Monday, April 03, 2006

POI's

The sound on NPR this morning was the sound of the narrative disappearing. Deborah Amos reported not just on how civil war has probably already started (the meaning behind the words of the report) but on how it all went wrong: when Americans invaded Fallujah, they had no "cultural sensitivity" at all. No one who spoke Arabic, no translators; and shaming men and women in public, all in the name of "security." And, shockingly, if you kill the people you mean to liberate, they don't look kindly on you and decide maybe they should help you.

But doesn't this mean we are responsible for what is happening in Iraq? And couldn't that mean we were just as responsible for what happened on 9/11? That, ineed, no man is an island, and whatever our actions, they have unintended consequences, and so we never stand apart from what we do, we can never separate intentions from results. No one, of course, is going quite that far on NPR, but it was exactly that result which prevented, for the longest time, any discussion about US culpability and responsibility for the present crises in the world. Now that narrative is being permitted, and even the idea that a civil war is already active in Iraq is presented in the report almost without comment; certainly without critique or contradiction.

And it's all a little too much like 1984. We have always been at war with Eurasia; except when we were at war with Oceania. Orwell had that shift in enemies and allies occur mid-speech, to dramatize the moving target of modern statecraft, the amorphous and fundamentally abstract nature of warfare. What we are seeing now is merely a slow-motion version of that speech. We stand amazed that people hate us, but listening to reports from "the other side" of the war, what is amazing is how much we still think warfare and violence are pathways to peace. I read it everywhere in left blogistan; I hear it in all the news reports. Power is the only way to success, is the only path that leads to the goal, is the only energy that will fuel the ideals we aspire to put into practice. Power is the only hope for transforming the world.
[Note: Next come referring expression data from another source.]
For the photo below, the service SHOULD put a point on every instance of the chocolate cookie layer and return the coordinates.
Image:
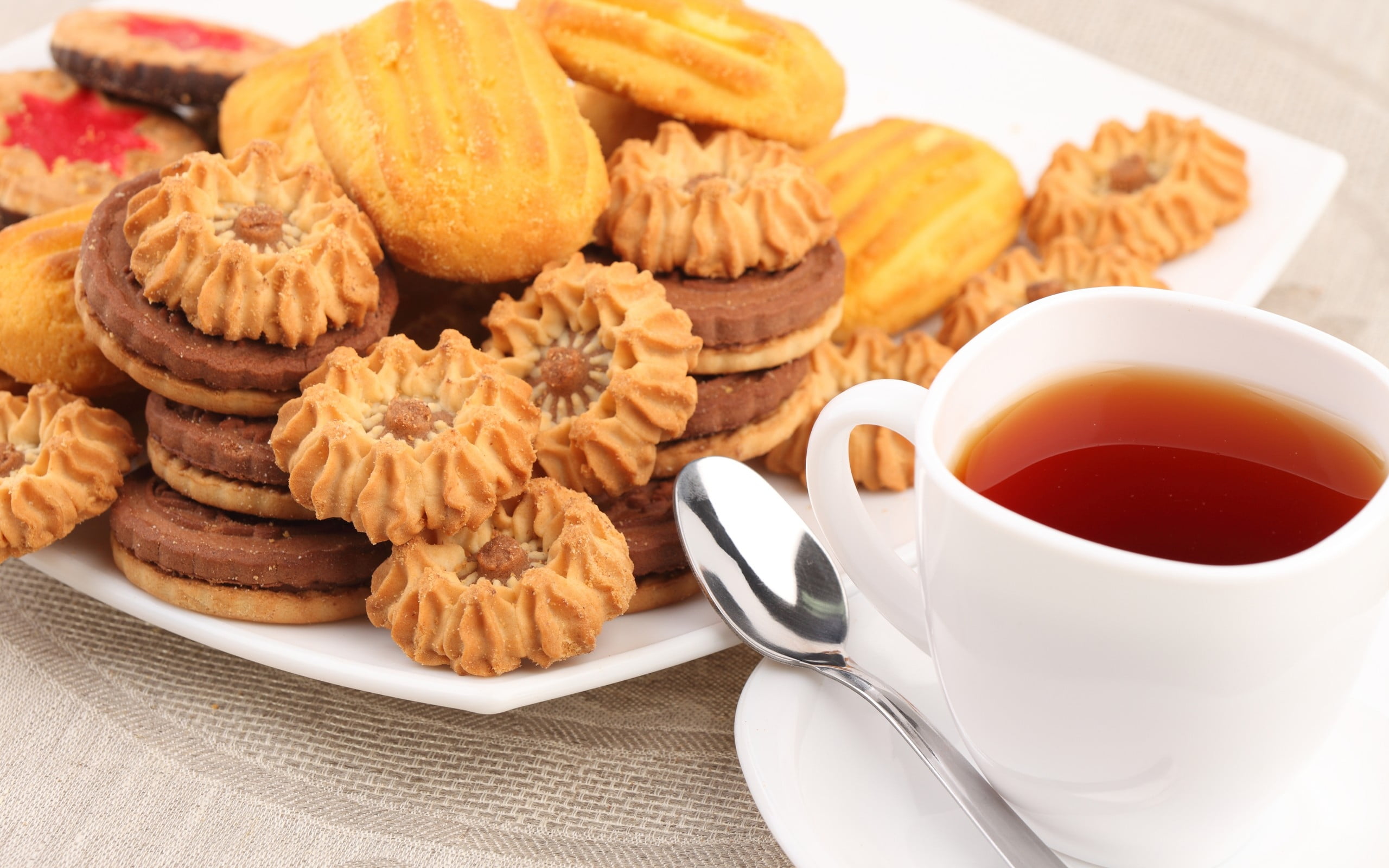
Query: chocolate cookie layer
(760, 306)
(164, 338)
(732, 400)
(646, 519)
(232, 446)
(162, 527)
And we never stop to think that, to the person with a hammer, the whole world looks like a nail. Small wonder, then, that the mass of humans still lead lives of quiet desperation. Small wonder, then, that Merton's observations (courtesy of janeboatler) seem so trenchant. Because it does always get back to the same thing; it does always go round and round because the problem is not more power, or power used more effecively, or power used for our purposes rather than their purposes. The problem is standing inside a system that depends and relies on and worships, and is wholly controlled by, power:

It always gets back to the same thing. I have dutifully done my bit. I have been "open to the world." That is to say, I have undergone my dose of exposure to American society in the '60s - particularly in these last weeks. I love the people I run into, but I pity them for having to live as they do, and I think the world of U.S.A. in 1967 is a world of crass, blind, overstimulated, phony, lying stupidity. The war in Asia slowly gets worse - and almost more inane. The temper of the country is one of blindness, fat, self-satisfied, ruthless, mindless corruption. A lot of people are uneasy about it but helpless to do anything about it. The rest are perfectly content with the rat race as it is, and with its competitive, acquisitive, hurtling, souped-up drive to nowhere. A massively aimless, baseless, shrewd cockiness that simply exalts itself without purpose. The mindless orgasm, in which there is no satisfaction, only spasm.
How many of us can honestly get beyond the first two sentences there? It may even be we love the people we run into, but if we pity them for the way they live, don't we do it hypocritically? If "the temper of the country is one of blindness," how many of us can claim to truly see? How many of us "are uneasy about it but helpless to do anything about it," and so we beat our little fists ineffectively against our computer screens, from the inside out, pounding our keyboards because we cannot otherwise pound sense into those who seem hell bent on ruining our country? How many of us think it is any different now from how it was then, in 1967, and think so simply because 1967 is history, and we know how it turned out? How many of us think it has never been this bad, and that what America was has been corrupted, co-opted, taken over by aliens and body-snatchers and interlopers and thieves?

How many of us think it is only a question of who has the power, and not a question of why we think power is more important than anything else? How many of us contemplate the paradox of that pursuit, in the face of a crucified God, the very antithesis, the very symbol and reality and icon, of powerlessness?

"POI's" the report calls them: "Pissed Off Iraqis." Is it love that pisses people off? Or is it power? And which one are we wiser to employ?